The above script will attempt to join a cluster if the $CLUSTERED and $CLUSTER_WITH vars are set and then attempt to create a RMQ virtual host and a user. This part below sets the default HA policy for the vhost which in our case here is all meaning that all queues will be replicated across all nodes:

rabbitmqctl set_policy -p $RABBITMQ_VHOST ha-all "" '{"ha-mode":"all","ha-sync-mode":"automatic"}'

Also note the $RABBITMQ_SERVICE_DOMAIN variable. That one is needed in order to have our nodes to connect to each other. It’s value is the service domain of the k8s service we’re going to use.

Now that we understand our docker image better we can build it and upload it to our gcr.io docker registry.

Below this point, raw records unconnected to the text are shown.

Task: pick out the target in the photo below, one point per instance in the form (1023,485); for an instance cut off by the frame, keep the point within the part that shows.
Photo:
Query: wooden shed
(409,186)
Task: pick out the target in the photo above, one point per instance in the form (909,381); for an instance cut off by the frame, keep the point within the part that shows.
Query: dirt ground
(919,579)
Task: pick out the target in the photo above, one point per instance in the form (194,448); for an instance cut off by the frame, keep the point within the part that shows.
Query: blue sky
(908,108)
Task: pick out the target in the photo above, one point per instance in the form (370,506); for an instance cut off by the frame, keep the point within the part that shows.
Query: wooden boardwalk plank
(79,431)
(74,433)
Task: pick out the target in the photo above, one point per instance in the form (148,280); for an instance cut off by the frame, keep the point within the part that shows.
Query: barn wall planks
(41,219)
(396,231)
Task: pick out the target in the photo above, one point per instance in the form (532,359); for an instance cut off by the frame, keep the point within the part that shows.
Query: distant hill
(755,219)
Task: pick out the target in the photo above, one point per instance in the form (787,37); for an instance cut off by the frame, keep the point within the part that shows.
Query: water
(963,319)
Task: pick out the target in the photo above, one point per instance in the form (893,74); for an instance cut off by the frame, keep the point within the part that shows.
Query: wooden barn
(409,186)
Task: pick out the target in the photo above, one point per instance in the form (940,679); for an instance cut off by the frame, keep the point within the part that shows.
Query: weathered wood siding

git clone git@github.com:xarg/rabbitmq-statefulset.git
cd rabbitmq-statefulset
docker build -t gcr.io/your-project/rabbitmq .
gcloud docker -- push gcr.io/your-project/rabbitmq

We have our image uploaded to the container registry and now we’re ready to deploy it!

RabbitMQ Helm chart

To deploy our RabbitMQ cluster we’re going to use the kubernetes StatefulSet to deploy our RMQ cluster. The reason for this choice is that StatefulSets is in it’s description:

A StatefulSet [..] Manages the deployment and scaling of a set of Pods, and provides guarantees about the ordering and uniqueness of these Pods.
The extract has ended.